Emmanuel est jeune, fougueux, épris de philosophie comme de poésie. Voyant sa colonne vertébrale se dissoudre à petit feu, le médecin (Radu Jude lui-même) lui inflige des traitements douloureux constitués de longues aiguilles, de ponction de pus, de plâtres titanesques et de lits à roulettes. Emmanuel se retrouve plâtré, incapable de bouger, livré à ses pensées.

Ce jeune homme va se débattre à grands renforts de poèmes, de chansons, d’amitiés maladroites et d’amour. Il se fait des amis, tombe amoureux de la belle Solange, une autre patiente, chantonne, lit, écoute de la musique. C’est l’histoire d’une lutte contre la dégradation, physique d’abord et puis mentale, et le sanatorium est le théâtre de ces jeunes qui se débattent avec leur jeunesse et  leur allant contre une fin inéluctable.

Mais tout s’étiole, le sexe est décevant, les discussions de plus en plus abstraites, les ambitions se font la malle, la vie réelle semble s’éloigner de plus en plus. Tous les moyens utilisés par les patients et médecins semblent inutiles contre la maladie autant que contre la montée du fascisme qui gronde, au loin.

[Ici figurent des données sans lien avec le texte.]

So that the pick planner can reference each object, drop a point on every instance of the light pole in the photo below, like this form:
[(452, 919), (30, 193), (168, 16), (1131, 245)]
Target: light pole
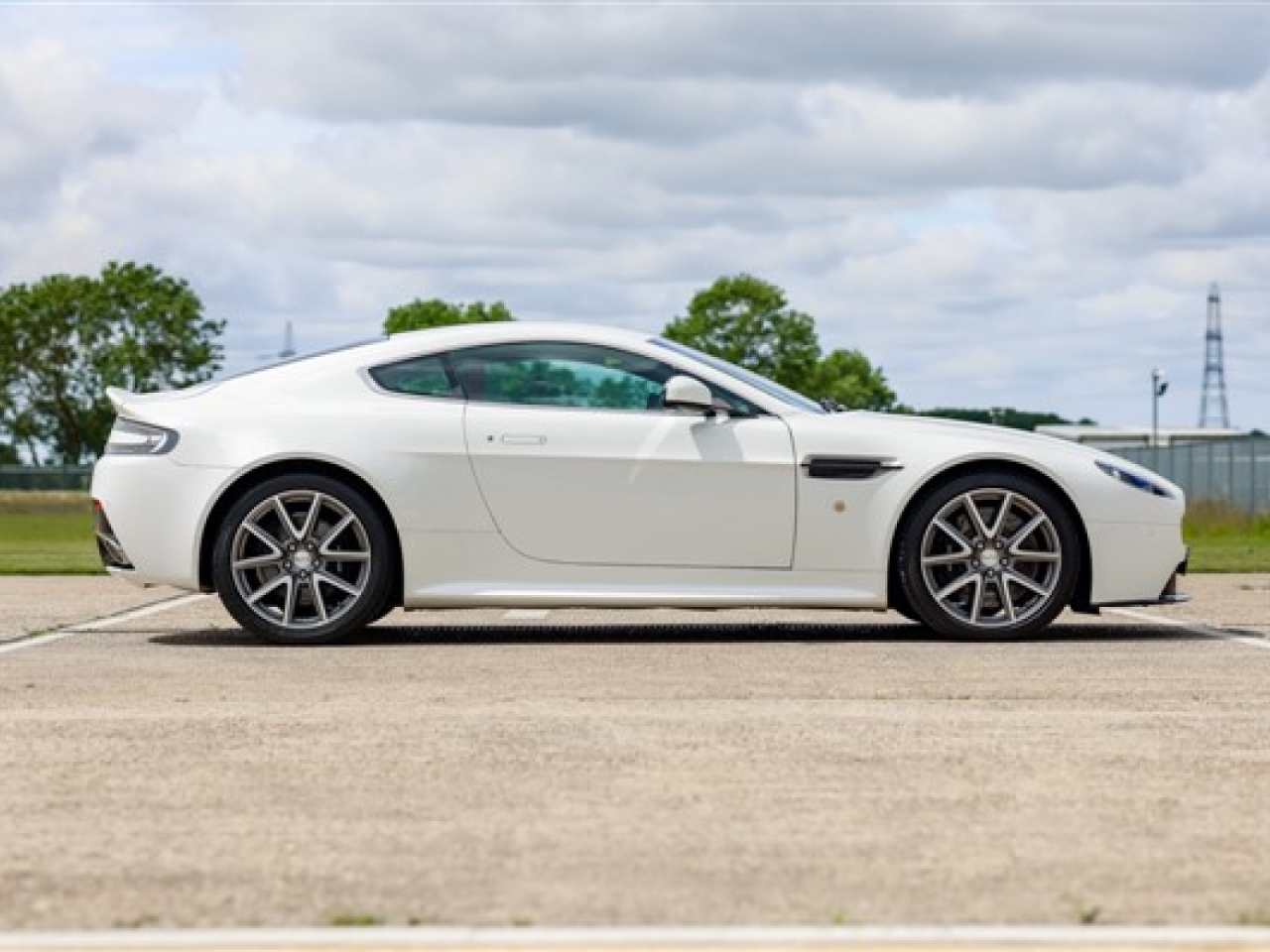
[(1159, 388)]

Filmé en pellicule, avec ses contraintes, le film se déroule comme une pièce de théâtre, on est toujours lointain des corps, des visages et Radu Jude nous permet d’accéder à leurs émotions en ponctuant son film de poèmes qu’Emmanuel écrit. Poèmes qui nous permettent de les raccrocher à l’Humain, sans quoi, les acteurs finiraient par devenir ce dont ils redoutent le plus : des objets. Ou comme le suggèrent le titre : « Scarred Hearts », un morceau de chair devenu insensible.